Natürlich zeigt sich das Orchester mit einem gut geprobten Tourneeprogramm von seiner besten Seite. Und dass Daniele Gatti auch in der französischen Musik zu Hause ist, hat er mehr als nur ein Mal bewiesen. Wer wagt es schon, einem gegenüber der französischen Musik immer noch reservierten Publikum ein Werk von Henri Dutilleux („Métaboles pour grand orchestre“) vorzusetzen, die Musik eines Komponisten also, der unter den Zeitgenossen im Schatten von Pierre Boulez stand und bei uns eigentlich noch immer zu den Unbekannten zählt? Leicht zu fassen ist seine Musik für den Hörer nicht. Sie fordert Geduld, Hinhören und die Bereitschaft, sich auf ein kleines Abenteuer einzulassen. Auch hier dominiert – wie bei Debussy – eine irisierende Farbenpracht.
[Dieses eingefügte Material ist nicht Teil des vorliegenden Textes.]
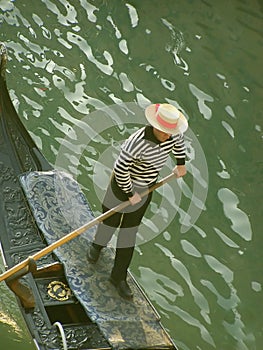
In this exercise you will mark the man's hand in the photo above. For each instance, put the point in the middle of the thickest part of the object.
(179, 171)
(136, 198)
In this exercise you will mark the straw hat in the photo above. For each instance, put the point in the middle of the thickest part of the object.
(167, 118)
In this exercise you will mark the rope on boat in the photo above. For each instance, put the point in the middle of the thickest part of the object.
(62, 333)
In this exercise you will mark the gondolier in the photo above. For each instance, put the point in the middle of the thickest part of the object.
(137, 167)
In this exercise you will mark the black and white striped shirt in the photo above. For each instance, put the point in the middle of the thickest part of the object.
(142, 157)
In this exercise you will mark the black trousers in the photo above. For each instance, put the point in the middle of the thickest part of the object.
(127, 221)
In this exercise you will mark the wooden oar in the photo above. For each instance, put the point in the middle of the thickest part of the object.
(24, 264)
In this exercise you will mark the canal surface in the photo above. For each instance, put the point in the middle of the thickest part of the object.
(79, 65)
Dazu kommen kräftige Akkorde, die das Orchester akkurat und virtuos über die Klangflächen streut.
Den Schlusspunkt setzte Igor Strawinskys „Petruschka“-Revision aus dem Jahr 1947, die doch in einigen Passagen beträchtlich von der originalen (und um einiges virtuoseren) Ballettmusik aus 1911 abweicht. Immer wieder neu frappiert dabei die Selbstverständlichkeit, mit der hier ein wienerischer Walzer-Ländler aus der Feder Josef Lanners von einer irritierenden Mohrenmusik gleichsam unterspült wird.
Das als erstes Stück nach der Pause gespielte 1. Cellokonzert von Camille Saint-Saëns wirkte angesichts der feurigen Farbenpracht des übrigen Programms ein wenig blass und wie hinter einen unsichtbaren akustischen Vorhang gezogen, auch wenn sich Sol Gabetta, die junge argentinische Solistin, um Notendeutlichkeit und virtuos-leichtes Laufenlassen bemühte. Als Zugabe spielte sie die kammermusikalische Bearbeitung eines Lieds von Gabriel Fauré („Après un rêve“).